Insight on why this equality may be true

Question

I was messing around and noticed that it seems like $$\text{arctanh}(1/x) = \Re(\text{arctanh}(x))$$ Does anyone have any insight on why this is true, or how to prove it?

Answer 1

$$\begin{align}\text{arctanh}(x)&=\frac12\log\left(\frac{1+x}{1-x}\right)\\ \implies\text{arctanh}(1/x)&=\frac12\log\left(\frac{1+\frac1x}{1-\frac1x}\right)\\ &=\frac12\log\left(-\frac{1+x}{1-x}\right)\\&=\text{arctanh}(x)+\frac12\log(-1)\\&=\text{arctanh}(x)+\frac12\log(1)+\frac {i\pi}2\\&=\text{arctanh}(x)+\frac{i\pi}2\end{align}$$ So the real parts are equal.

Answer 2

Use $$\text{arctanh}(x)=\frac{1}{2}\log(1+x)-\frac{1}{2}\log(1-x)$$ for real $x$ observe $\text{arctanh}(1/x)$: $$\frac{1}{2}\log\left(1+\frac{1}{x}\right)-\frac{1}{2}\log\left(1-\frac{1}{x}\right)=\frac{1}{2}\log\left(\pm\frac{1+x}{|x|}\right)-\frac{1}{2}\log\left(\mp\frac{1-x}{|x|}\right)$$

use $\log(a b)=\log(a)+\log(b)$ to get rid of denominator.
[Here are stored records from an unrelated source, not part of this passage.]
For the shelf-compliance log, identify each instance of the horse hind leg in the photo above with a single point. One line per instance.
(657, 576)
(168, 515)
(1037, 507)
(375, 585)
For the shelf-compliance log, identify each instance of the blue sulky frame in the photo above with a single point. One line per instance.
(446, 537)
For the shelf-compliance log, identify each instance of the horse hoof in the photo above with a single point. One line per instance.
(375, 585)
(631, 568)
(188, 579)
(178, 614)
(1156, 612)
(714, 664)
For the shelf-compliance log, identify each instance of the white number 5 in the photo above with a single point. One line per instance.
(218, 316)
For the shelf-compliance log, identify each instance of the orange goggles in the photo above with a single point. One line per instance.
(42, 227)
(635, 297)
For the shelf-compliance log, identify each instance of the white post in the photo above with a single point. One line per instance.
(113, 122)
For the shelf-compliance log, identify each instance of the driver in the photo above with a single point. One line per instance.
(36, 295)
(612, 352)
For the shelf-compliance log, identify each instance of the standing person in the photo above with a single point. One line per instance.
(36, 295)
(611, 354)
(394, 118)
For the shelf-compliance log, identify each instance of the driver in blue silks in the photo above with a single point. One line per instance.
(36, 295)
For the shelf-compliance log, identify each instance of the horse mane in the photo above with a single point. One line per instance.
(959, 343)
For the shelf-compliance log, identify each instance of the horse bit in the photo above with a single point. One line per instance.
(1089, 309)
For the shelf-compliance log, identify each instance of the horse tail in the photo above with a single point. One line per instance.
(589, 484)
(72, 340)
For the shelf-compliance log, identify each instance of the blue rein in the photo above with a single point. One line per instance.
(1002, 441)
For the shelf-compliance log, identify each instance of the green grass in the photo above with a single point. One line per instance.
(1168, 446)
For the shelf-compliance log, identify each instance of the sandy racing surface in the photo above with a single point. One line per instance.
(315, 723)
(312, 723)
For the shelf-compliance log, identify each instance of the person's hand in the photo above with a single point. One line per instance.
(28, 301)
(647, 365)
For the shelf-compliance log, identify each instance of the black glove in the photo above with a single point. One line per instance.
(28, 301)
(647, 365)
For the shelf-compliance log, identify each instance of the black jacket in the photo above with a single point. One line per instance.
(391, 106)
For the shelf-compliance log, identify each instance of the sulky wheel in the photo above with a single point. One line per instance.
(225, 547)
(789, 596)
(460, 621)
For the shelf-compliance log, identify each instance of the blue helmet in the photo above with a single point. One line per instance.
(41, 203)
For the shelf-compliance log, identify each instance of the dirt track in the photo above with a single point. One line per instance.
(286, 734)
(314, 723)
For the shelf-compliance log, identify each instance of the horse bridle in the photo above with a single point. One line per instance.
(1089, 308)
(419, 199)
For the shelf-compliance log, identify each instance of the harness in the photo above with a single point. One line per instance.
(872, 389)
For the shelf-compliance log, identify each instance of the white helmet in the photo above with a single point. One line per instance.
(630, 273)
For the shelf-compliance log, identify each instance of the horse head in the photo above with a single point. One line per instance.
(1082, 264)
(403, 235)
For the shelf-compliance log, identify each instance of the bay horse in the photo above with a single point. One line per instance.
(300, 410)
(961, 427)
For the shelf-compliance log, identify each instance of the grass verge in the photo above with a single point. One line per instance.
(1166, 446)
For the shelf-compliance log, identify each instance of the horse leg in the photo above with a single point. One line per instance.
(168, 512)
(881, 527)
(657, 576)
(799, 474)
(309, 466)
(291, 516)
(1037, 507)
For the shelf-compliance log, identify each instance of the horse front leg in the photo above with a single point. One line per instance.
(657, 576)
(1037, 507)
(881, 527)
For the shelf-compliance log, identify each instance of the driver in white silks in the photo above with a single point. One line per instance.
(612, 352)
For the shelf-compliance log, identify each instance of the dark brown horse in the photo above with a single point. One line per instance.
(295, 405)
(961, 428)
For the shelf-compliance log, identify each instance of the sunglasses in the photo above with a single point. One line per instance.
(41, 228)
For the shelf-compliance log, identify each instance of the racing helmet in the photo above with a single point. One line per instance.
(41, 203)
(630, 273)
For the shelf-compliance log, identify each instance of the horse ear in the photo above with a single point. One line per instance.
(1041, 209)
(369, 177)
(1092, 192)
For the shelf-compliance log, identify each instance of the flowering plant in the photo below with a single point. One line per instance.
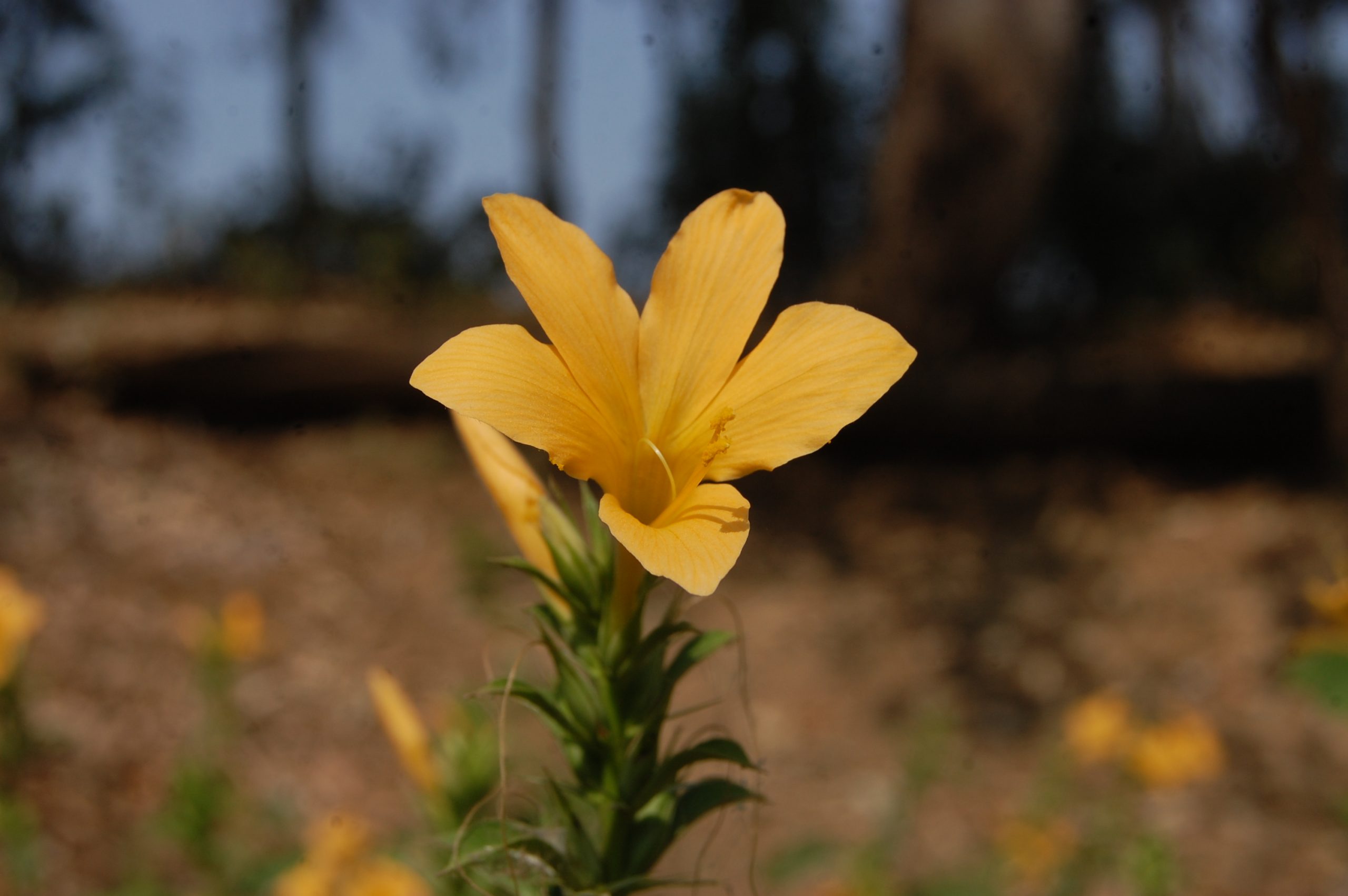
(661, 410)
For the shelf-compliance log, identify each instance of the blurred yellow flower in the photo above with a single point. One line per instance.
(338, 863)
(1036, 851)
(384, 878)
(305, 880)
(1099, 728)
(518, 495)
(1330, 600)
(658, 406)
(338, 840)
(405, 729)
(243, 627)
(21, 616)
(1178, 752)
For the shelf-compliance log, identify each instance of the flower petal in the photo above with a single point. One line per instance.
(569, 285)
(816, 371)
(504, 377)
(513, 485)
(708, 292)
(697, 547)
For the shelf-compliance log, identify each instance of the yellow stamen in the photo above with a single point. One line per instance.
(718, 448)
(669, 473)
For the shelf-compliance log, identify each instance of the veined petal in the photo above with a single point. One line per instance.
(504, 377)
(697, 547)
(569, 285)
(513, 485)
(816, 371)
(708, 292)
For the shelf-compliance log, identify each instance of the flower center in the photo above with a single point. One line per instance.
(718, 446)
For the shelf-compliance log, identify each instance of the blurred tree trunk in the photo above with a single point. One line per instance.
(548, 38)
(302, 21)
(1306, 105)
(969, 143)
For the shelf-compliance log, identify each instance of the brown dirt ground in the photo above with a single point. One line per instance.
(1003, 592)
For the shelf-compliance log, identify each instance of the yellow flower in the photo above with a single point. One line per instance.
(21, 616)
(305, 880)
(384, 878)
(1036, 851)
(1098, 728)
(403, 726)
(1178, 752)
(243, 627)
(653, 405)
(518, 495)
(1330, 600)
(338, 864)
(338, 841)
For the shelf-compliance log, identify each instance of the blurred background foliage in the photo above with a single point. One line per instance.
(997, 181)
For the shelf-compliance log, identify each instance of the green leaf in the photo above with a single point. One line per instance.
(542, 704)
(715, 750)
(651, 836)
(657, 640)
(581, 847)
(707, 797)
(533, 572)
(695, 653)
(494, 842)
(1324, 675)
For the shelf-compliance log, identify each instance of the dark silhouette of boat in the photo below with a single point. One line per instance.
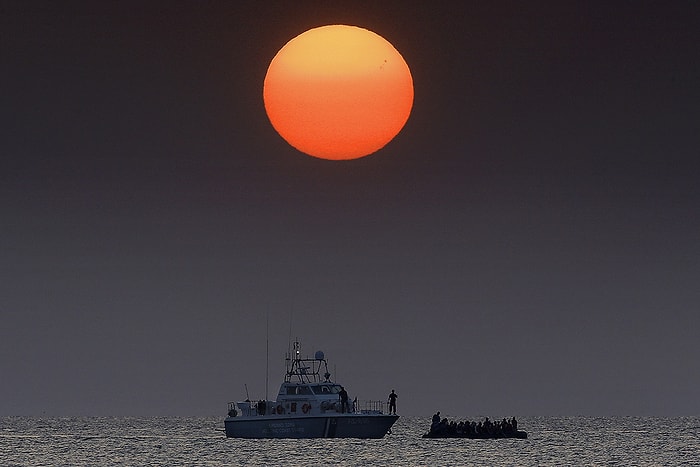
(486, 429)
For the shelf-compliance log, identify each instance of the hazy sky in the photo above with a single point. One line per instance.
(528, 245)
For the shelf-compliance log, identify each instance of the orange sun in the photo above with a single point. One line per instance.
(338, 92)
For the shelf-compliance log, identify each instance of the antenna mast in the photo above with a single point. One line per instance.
(267, 351)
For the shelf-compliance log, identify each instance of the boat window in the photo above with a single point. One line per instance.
(298, 390)
(321, 389)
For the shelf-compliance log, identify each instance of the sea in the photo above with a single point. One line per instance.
(200, 441)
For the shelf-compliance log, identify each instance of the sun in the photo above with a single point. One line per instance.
(338, 92)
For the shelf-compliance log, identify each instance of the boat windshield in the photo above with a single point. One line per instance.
(298, 390)
(325, 388)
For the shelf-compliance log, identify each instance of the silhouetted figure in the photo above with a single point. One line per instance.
(392, 402)
(343, 399)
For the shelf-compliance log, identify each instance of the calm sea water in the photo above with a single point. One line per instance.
(571, 441)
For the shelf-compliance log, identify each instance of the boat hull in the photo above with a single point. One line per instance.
(340, 426)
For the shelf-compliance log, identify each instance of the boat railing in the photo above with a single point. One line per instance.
(370, 407)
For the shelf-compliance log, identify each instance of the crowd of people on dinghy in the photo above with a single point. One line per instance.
(444, 428)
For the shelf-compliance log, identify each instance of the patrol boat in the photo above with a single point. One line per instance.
(308, 405)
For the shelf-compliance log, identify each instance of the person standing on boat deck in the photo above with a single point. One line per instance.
(343, 399)
(392, 402)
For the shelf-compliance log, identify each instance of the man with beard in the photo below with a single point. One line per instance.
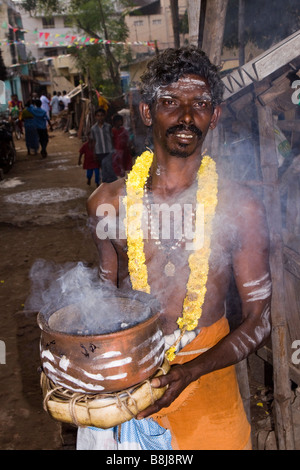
(188, 268)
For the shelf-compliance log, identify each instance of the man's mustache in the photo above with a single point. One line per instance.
(181, 127)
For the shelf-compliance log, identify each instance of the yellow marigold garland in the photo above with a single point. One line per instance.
(207, 194)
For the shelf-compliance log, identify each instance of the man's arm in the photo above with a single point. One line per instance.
(251, 270)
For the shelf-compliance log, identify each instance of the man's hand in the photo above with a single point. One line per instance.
(176, 380)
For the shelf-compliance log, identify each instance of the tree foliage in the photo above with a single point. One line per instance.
(99, 19)
(266, 22)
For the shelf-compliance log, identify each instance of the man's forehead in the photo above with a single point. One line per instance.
(184, 84)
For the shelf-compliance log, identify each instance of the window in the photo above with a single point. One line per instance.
(48, 22)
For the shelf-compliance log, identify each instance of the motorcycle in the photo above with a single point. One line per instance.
(7, 146)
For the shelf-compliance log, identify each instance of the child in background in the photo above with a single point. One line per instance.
(122, 158)
(90, 163)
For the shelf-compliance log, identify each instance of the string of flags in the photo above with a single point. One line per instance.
(49, 39)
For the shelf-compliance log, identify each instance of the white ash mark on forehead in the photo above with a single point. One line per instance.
(257, 281)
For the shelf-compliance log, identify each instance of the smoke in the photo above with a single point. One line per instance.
(72, 300)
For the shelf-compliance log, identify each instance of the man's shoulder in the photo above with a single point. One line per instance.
(108, 194)
(239, 200)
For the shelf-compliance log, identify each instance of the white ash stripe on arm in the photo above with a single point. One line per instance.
(263, 291)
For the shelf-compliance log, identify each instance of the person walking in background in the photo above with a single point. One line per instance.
(102, 136)
(66, 100)
(45, 104)
(15, 107)
(31, 135)
(41, 119)
(90, 164)
(122, 160)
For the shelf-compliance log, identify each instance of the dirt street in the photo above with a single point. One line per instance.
(42, 217)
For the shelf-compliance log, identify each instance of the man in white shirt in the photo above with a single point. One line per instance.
(45, 104)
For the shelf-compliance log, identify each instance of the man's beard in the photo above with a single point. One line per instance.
(182, 151)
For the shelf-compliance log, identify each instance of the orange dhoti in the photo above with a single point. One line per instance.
(209, 414)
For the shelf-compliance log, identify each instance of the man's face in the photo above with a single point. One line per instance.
(182, 115)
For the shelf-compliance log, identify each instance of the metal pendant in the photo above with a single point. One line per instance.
(169, 269)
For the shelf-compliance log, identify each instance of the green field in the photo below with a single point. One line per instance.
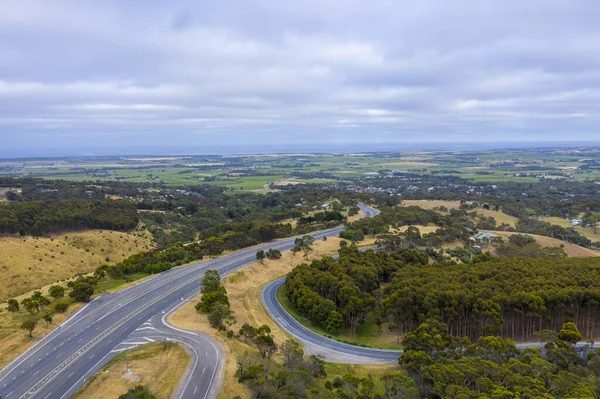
(249, 173)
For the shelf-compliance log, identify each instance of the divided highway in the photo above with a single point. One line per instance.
(314, 343)
(58, 365)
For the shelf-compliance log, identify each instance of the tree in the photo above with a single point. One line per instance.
(264, 341)
(211, 281)
(56, 291)
(569, 333)
(13, 305)
(43, 301)
(334, 322)
(396, 385)
(82, 292)
(273, 253)
(593, 221)
(210, 299)
(31, 305)
(48, 318)
(60, 307)
(292, 354)
(248, 332)
(220, 315)
(213, 246)
(29, 325)
(139, 392)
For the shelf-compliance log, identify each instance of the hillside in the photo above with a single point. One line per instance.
(574, 251)
(29, 263)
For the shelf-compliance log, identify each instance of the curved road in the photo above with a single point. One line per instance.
(315, 343)
(58, 365)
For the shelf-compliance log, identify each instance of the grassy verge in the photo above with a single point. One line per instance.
(368, 334)
(28, 263)
(158, 366)
(243, 289)
(14, 341)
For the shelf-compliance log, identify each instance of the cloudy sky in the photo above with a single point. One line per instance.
(139, 76)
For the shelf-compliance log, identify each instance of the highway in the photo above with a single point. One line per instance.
(330, 349)
(58, 365)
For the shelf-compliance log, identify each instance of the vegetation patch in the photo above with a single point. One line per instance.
(159, 367)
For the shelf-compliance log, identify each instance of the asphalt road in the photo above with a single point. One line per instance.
(314, 343)
(58, 365)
Then use $\log(-1)=\pi i$ to get $$=\frac{1}{2}\log\left(1+x\right)-\frac{1}{2}\log\left(1-x\right)-\text{sign}(x)\frac{\pi i}{2}=\text{arctanh}(x)-\text{sign}(x)\frac{\pi i}{2}$$ which means the function $\text{arctanh}(x)$ is not completely invariant under inversion.

EDIT:

We can plot the imaginary part of the difference of the functions arctanh$(x)-$arctanh$(1/x)$ for example in the computer algebra program Mathematica:

This confirms that the sign$(x)$ is indeed necessary in front of the $-\frac{\pi i}{2}$ imaginary part of the function difference.